For a city that is mostly gray, Seattle’s Brimmer & Heeltap packs a punch of vibrancy — from its bright white walls and turquoise cushions to its plate presentations and drink garnishes. The decor reads as an eclectic mix of inspiration, which falls parallel — whether consciously or not — to the aesthetic of Seattle local Jen Doak, who spearheads the B&H ship. According to the restaurant’s website, “[Jen] is an avid menu collector, ordained minister, and a collector of new experiences locally and globally.”
According to Foodable Founder and “Across the Bar” host Paul Barron, Brimmer & Heeltap in Seattle is one of the most unique restaurant spaces we’ve seen. “It’s like a new little world every time you turn a corner,” says Tyler Stamon, the concept’s bar manager and expert mixologist.
Stamon started his career at a downtown Seattle wine bar called Purple Cafe & Wine Bar, and despite getting a business degree, he “caught the bug.”
“Bartending wasn’t what it was 10 years ago as it is today.
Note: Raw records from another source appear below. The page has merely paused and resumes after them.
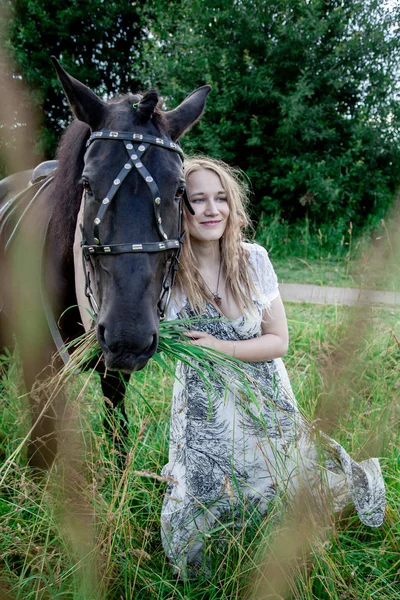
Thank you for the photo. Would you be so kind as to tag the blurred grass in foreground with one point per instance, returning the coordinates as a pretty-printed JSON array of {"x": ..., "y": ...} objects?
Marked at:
[{"x": 106, "y": 544}]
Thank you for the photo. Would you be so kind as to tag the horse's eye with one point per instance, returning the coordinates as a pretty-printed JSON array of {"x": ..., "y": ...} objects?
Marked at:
[
  {"x": 86, "y": 185},
  {"x": 180, "y": 191}
]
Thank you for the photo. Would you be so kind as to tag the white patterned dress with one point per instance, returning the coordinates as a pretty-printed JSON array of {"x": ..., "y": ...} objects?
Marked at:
[{"x": 226, "y": 447}]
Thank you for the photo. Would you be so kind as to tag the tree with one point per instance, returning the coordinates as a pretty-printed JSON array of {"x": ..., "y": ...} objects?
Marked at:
[{"x": 304, "y": 98}]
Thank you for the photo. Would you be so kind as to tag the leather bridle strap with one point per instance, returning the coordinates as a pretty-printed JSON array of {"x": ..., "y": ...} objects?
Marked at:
[{"x": 136, "y": 145}]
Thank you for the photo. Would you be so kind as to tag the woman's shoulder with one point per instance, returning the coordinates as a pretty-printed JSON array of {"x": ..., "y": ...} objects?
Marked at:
[
  {"x": 262, "y": 271},
  {"x": 256, "y": 252}
]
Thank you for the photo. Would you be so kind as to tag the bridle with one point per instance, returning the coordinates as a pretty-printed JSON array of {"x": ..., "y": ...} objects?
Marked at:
[{"x": 136, "y": 145}]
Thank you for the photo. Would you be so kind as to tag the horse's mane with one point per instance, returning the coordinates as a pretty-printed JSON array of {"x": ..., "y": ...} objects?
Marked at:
[{"x": 68, "y": 189}]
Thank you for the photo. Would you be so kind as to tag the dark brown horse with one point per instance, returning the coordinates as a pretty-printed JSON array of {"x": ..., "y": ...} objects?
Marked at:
[{"x": 120, "y": 167}]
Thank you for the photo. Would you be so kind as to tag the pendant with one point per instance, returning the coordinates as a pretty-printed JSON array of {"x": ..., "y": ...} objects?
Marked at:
[{"x": 217, "y": 299}]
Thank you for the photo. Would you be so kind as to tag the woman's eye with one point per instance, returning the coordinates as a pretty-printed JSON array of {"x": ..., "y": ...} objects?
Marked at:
[{"x": 180, "y": 191}]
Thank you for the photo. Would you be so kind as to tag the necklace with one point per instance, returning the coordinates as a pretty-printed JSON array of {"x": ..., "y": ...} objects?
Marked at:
[{"x": 216, "y": 297}]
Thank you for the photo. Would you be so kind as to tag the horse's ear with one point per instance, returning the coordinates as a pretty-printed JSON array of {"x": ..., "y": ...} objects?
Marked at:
[
  {"x": 187, "y": 113},
  {"x": 85, "y": 105}
]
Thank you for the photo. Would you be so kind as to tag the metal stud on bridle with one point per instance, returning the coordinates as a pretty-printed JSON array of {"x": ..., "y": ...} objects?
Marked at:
[{"x": 130, "y": 141}]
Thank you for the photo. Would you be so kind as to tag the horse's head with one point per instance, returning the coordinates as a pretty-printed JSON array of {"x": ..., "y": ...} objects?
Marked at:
[{"x": 133, "y": 187}]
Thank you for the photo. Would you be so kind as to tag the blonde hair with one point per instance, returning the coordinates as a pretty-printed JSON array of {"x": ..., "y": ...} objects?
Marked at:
[{"x": 234, "y": 256}]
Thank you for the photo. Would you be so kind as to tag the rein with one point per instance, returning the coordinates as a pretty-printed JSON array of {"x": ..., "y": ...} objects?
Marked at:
[{"x": 136, "y": 145}]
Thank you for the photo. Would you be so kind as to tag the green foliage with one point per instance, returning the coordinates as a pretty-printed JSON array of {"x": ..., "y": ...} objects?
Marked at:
[
  {"x": 95, "y": 42},
  {"x": 99, "y": 538},
  {"x": 304, "y": 98}
]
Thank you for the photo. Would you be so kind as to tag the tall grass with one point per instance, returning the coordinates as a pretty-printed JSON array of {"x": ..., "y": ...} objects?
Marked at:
[{"x": 90, "y": 529}]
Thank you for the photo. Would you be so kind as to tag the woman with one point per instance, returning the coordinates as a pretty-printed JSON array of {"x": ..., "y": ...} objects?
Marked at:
[{"x": 225, "y": 448}]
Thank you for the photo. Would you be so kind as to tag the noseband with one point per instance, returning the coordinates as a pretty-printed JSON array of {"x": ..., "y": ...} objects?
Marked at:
[{"x": 136, "y": 145}]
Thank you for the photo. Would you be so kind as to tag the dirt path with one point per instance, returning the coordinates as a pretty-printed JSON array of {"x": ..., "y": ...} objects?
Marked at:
[{"x": 315, "y": 294}]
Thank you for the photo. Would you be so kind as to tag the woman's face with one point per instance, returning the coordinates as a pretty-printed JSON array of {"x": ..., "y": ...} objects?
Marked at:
[{"x": 209, "y": 201}]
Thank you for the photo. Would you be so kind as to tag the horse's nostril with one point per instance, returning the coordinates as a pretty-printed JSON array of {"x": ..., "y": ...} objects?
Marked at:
[{"x": 101, "y": 334}]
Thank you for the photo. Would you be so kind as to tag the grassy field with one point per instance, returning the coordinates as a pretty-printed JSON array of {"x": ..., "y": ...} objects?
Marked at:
[{"x": 90, "y": 530}]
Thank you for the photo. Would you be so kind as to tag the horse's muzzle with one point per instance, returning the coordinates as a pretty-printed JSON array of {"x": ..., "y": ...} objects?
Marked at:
[{"x": 122, "y": 354}]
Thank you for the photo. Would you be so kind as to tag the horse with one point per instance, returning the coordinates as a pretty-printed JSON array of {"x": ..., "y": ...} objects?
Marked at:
[{"x": 118, "y": 185}]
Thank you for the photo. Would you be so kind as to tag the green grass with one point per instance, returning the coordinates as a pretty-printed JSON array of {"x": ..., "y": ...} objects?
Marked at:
[
  {"x": 302, "y": 253},
  {"x": 91, "y": 530}
]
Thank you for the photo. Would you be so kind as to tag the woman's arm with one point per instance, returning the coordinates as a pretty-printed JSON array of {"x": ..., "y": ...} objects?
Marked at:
[{"x": 273, "y": 343}]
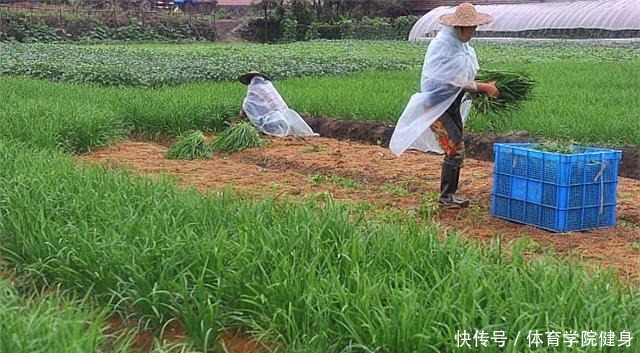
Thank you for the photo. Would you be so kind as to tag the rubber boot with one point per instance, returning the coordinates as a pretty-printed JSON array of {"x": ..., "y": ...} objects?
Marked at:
[{"x": 449, "y": 184}]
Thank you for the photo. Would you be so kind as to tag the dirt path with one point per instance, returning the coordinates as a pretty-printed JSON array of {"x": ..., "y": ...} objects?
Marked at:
[{"x": 313, "y": 168}]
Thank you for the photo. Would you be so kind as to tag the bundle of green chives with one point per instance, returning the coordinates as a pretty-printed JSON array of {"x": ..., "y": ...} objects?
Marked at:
[
  {"x": 190, "y": 145},
  {"x": 237, "y": 138},
  {"x": 514, "y": 88}
]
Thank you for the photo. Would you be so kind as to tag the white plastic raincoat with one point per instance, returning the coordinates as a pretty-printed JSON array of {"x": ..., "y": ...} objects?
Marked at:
[
  {"x": 268, "y": 112},
  {"x": 450, "y": 66}
]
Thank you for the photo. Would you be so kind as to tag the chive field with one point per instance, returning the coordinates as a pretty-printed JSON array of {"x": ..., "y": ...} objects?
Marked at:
[
  {"x": 298, "y": 276},
  {"x": 312, "y": 278}
]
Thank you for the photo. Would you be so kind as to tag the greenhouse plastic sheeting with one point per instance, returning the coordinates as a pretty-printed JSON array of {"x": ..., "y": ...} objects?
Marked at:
[{"x": 608, "y": 15}]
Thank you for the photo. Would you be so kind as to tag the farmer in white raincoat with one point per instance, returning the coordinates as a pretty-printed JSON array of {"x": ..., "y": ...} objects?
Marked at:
[
  {"x": 433, "y": 120},
  {"x": 266, "y": 109}
]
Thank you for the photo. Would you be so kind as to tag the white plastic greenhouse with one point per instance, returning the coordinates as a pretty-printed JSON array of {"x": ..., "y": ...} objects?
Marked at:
[{"x": 564, "y": 19}]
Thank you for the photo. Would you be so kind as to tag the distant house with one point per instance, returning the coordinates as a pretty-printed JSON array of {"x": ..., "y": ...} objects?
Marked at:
[
  {"x": 420, "y": 7},
  {"x": 237, "y": 3}
]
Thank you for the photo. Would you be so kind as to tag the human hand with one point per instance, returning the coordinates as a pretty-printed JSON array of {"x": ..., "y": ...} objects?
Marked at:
[{"x": 491, "y": 90}]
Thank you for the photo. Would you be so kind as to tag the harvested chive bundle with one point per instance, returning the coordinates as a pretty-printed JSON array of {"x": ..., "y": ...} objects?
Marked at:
[
  {"x": 237, "y": 138},
  {"x": 514, "y": 89},
  {"x": 191, "y": 145},
  {"x": 554, "y": 147}
]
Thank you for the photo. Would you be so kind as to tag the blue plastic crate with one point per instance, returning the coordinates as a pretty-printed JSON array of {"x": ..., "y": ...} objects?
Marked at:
[{"x": 558, "y": 192}]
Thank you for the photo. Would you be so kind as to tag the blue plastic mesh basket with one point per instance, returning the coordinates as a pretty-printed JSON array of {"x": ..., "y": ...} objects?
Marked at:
[{"x": 557, "y": 192}]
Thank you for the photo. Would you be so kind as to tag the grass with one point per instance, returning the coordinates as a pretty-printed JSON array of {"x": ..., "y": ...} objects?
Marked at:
[
  {"x": 51, "y": 323},
  {"x": 191, "y": 145},
  {"x": 314, "y": 278},
  {"x": 236, "y": 138},
  {"x": 79, "y": 118}
]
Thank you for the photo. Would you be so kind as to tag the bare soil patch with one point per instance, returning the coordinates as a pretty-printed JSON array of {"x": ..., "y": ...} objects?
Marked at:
[{"x": 314, "y": 168}]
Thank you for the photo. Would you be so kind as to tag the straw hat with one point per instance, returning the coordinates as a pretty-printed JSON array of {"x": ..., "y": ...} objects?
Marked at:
[
  {"x": 465, "y": 16},
  {"x": 247, "y": 76}
]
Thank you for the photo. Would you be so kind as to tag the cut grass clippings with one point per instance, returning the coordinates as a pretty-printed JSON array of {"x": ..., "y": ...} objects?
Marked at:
[
  {"x": 191, "y": 145},
  {"x": 236, "y": 138},
  {"x": 514, "y": 89}
]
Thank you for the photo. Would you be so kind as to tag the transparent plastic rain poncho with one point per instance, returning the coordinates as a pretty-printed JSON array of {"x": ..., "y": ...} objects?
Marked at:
[
  {"x": 268, "y": 112},
  {"x": 450, "y": 66}
]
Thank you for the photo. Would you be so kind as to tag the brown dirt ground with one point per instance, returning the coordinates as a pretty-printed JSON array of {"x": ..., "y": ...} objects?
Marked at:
[{"x": 291, "y": 167}]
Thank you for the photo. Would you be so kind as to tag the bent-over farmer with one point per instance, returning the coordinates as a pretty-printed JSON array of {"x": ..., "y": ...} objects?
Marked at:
[{"x": 266, "y": 109}]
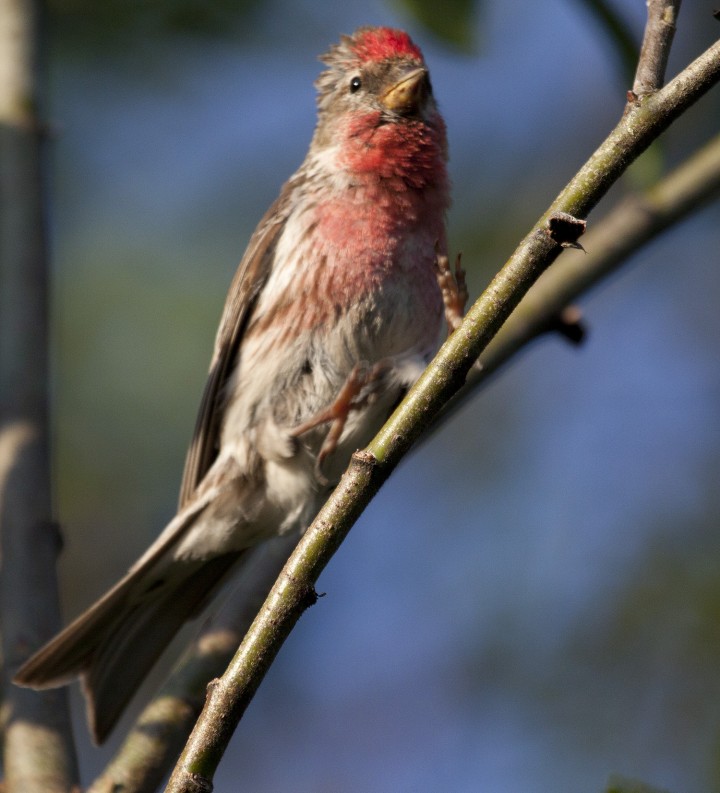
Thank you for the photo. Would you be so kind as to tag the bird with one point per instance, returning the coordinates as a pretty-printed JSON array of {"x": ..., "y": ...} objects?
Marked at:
[{"x": 334, "y": 311}]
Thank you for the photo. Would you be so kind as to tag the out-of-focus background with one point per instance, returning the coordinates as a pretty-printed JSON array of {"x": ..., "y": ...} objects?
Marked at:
[{"x": 533, "y": 601}]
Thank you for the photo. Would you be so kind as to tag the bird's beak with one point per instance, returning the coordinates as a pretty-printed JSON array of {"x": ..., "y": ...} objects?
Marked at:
[{"x": 406, "y": 94}]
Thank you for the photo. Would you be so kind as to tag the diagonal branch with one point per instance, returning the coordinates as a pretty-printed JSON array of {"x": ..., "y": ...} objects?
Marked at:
[{"x": 293, "y": 592}]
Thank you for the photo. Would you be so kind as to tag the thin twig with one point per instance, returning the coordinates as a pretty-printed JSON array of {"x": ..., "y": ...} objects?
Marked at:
[
  {"x": 659, "y": 33},
  {"x": 293, "y": 592}
]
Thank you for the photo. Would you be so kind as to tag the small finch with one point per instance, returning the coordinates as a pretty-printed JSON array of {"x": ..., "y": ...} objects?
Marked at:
[{"x": 333, "y": 313}]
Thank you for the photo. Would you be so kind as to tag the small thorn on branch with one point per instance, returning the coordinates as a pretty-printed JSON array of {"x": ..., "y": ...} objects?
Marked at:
[
  {"x": 569, "y": 324},
  {"x": 565, "y": 230}
]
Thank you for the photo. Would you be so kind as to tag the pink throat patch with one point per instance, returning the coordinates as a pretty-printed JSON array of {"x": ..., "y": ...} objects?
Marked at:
[{"x": 381, "y": 43}]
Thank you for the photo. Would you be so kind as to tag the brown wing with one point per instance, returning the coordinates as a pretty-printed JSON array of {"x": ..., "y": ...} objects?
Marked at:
[{"x": 244, "y": 289}]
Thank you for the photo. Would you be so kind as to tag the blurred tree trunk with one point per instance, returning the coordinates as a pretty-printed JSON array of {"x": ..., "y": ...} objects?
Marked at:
[{"x": 38, "y": 753}]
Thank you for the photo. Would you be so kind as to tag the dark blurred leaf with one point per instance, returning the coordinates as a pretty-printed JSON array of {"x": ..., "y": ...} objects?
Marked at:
[
  {"x": 453, "y": 21},
  {"x": 619, "y": 34},
  {"x": 621, "y": 784}
]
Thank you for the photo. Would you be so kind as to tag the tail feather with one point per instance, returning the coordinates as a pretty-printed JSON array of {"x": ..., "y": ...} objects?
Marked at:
[{"x": 114, "y": 644}]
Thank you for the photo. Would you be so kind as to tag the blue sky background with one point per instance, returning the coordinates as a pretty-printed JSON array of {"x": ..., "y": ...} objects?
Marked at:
[{"x": 532, "y": 601}]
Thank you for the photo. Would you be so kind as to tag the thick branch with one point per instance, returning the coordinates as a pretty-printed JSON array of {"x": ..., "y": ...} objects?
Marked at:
[
  {"x": 293, "y": 592},
  {"x": 635, "y": 221},
  {"x": 38, "y": 752}
]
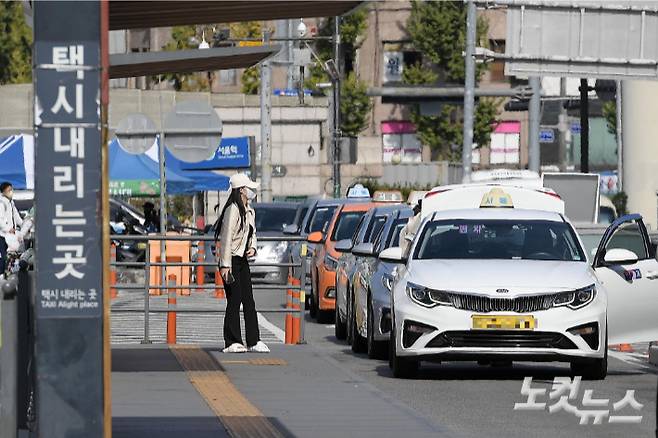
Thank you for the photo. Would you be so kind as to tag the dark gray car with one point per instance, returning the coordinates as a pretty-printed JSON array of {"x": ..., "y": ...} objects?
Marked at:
[
  {"x": 271, "y": 219},
  {"x": 373, "y": 279}
]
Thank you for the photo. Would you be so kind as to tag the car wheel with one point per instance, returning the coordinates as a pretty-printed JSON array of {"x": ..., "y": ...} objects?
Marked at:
[
  {"x": 340, "y": 329},
  {"x": 402, "y": 367},
  {"x": 594, "y": 369},
  {"x": 358, "y": 343},
  {"x": 376, "y": 349}
]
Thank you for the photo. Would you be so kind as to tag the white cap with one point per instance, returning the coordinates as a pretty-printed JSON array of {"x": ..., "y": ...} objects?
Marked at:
[{"x": 242, "y": 180}]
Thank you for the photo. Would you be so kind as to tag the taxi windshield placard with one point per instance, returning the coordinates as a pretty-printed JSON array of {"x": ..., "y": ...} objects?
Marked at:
[{"x": 496, "y": 198}]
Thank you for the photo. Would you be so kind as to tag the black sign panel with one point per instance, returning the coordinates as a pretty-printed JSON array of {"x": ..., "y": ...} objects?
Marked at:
[
  {"x": 68, "y": 291},
  {"x": 68, "y": 179}
]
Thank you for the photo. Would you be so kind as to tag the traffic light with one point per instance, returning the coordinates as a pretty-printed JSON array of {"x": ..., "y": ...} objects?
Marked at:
[{"x": 517, "y": 105}]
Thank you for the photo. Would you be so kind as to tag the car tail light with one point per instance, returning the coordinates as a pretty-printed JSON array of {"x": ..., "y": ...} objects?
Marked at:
[{"x": 436, "y": 192}]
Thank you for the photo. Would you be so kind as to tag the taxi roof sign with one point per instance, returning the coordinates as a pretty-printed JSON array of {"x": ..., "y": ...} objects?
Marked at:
[
  {"x": 358, "y": 191},
  {"x": 496, "y": 198}
]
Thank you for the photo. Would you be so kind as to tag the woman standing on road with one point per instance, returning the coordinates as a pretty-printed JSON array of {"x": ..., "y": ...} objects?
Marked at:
[{"x": 236, "y": 231}]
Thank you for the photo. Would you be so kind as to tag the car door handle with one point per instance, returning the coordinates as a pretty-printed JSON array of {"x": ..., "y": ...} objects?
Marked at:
[{"x": 652, "y": 275}]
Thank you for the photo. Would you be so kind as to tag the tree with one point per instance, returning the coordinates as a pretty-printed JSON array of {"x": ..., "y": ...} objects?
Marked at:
[
  {"x": 15, "y": 45},
  {"x": 354, "y": 106},
  {"x": 185, "y": 38},
  {"x": 250, "y": 79},
  {"x": 438, "y": 30}
]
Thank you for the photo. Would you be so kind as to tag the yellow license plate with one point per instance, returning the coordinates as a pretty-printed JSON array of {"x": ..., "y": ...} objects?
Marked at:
[{"x": 503, "y": 322}]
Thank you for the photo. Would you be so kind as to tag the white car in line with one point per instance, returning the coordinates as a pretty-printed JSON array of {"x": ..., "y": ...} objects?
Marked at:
[{"x": 502, "y": 283}]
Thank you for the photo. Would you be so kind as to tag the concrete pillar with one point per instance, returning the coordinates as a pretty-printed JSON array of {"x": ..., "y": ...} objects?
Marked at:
[{"x": 640, "y": 153}]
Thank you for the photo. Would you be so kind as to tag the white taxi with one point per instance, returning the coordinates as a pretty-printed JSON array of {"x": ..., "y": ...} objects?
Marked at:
[{"x": 496, "y": 282}]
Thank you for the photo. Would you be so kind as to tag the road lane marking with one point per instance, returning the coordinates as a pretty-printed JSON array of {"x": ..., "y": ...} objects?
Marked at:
[
  {"x": 238, "y": 415},
  {"x": 276, "y": 331}
]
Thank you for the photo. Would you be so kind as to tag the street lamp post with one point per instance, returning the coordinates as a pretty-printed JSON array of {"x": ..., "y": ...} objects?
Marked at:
[{"x": 336, "y": 100}]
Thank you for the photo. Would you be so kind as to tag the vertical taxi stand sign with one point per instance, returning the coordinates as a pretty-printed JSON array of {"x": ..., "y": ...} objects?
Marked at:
[{"x": 68, "y": 292}]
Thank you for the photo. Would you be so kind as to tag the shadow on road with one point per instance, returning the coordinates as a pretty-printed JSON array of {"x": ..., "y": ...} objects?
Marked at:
[{"x": 471, "y": 371}]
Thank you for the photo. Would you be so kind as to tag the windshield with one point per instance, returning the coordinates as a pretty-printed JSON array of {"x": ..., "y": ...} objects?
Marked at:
[
  {"x": 394, "y": 239},
  {"x": 375, "y": 226},
  {"x": 274, "y": 219},
  {"x": 499, "y": 239},
  {"x": 346, "y": 224},
  {"x": 320, "y": 216}
]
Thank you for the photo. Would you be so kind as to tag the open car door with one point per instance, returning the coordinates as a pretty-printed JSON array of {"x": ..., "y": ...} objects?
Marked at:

Now, you tell somebody you’re a bartender and they wanna know your story, and what do you do?, and they’re all excited,” says Stamon. “Where before it was like, ‘What’re you gonna do when you grow up? You can’t be Peter Pan forever.”
“This is so fun. I mean, you’re serving people, you’re providing an experience, and you’re telling a story to people,” he says.
And that’s exactly how Stamon approaches his cocktail creations when putting together a drink menu. “I’m trying to tell a complete story. I don’t want somebody to come in that likes vodka and there’s only vodka drinks on there or only whiskey,” he says.
He also takes into consideration the seasonality and what the kitchen is doing, so the food and drink compliment each other.
In this episode of “Across the Bar,” Stamon takes us through the journey of three top cocktails and tells us of how they were inspired and developed.
Cocktail #1: Scallywag Sour
Described as “a riff on an Amaretto Sour” with a twist, this cocktail sneaks up on you.
“I added some cardamon bitters, which cuts down the amaretto a little bit, so you still get that sweetness but then the cardamon kind of plays and gives it more of a spiciness,” says Stamon. “And I just really like it with the naval rum — Jamaican Smith & Cross.” Stamon describes the flavors as “grassy, funky” that stand up to the amaretto, which pulls it all together.
Stamon says the biggest compliment he can receive is when someone orders a cocktail and expects something completely different than what it is — an ode to personal touch and innovation. “People read it and then they think they’re getting this and then you give it to them and it’s like, ‘This is how I think it should be,’ and then it totally comes sideways on them and they’re like, ‘That’s better than I thought it was gonna be.”
- .75 oz. rum
- .75 oz. amaretto
- .75 oz. lemon
- 1 dash cardamon bitters
- egg whites
Cocktail #2: Isthmus Cocktail
“It’s kind of your brown, bitter, and stirred drink that nobody asks for,” jokes Stamon. This one comes with a big twist. With a base of rye and cognac, “you get the richness of the cognac and the rye kind of comes through, there’s a little bit of heat.”
Melleti amaro gives it a piney taste, and a Giffard banana liqueur is what sets it all off, says Stamon. He decided to serve this cocktail without an ice ball, as you would normally find in such a concoction, because serving it without opens up the flavor possibilities with each sip.
“It’s like a white wine. When you first get it, it’s tight, like not all of those flavors are there,” he says. “But as you keep drinking it, it starts to open up, so every time you take a sip…it’s a different taste almost.”
- 1 oz. rye1 oz. cognac
- .5 oz. Meletti amaro
- .25 oz. banane du Brésil
Cocktail #3: New Jack Swing
With a nice aroma and a clean taste, the New Jack Swing is made up of apple jack, Cocchi Torino, and sherry (which gives it “a dry, nutty flavor,” says Stamon).
- 1.5 oz. Lairds apple jack
- .75 oz. Cocchi Torino
- .25 oz. Amontillado sherry
In his constant interactions with guests, Stamon has picked up a few things from the modern-day guest.
“The customer’s savvy,” he says. “I’m learning from them just as much as they’re learning from me. They pick up little tidbits when they’re at some other bar. In Seattle, you’ve got a younger crowd, so people eat out like five, six times a week.”
With every interaction and order, Stamon continues to tell a new story through each drink.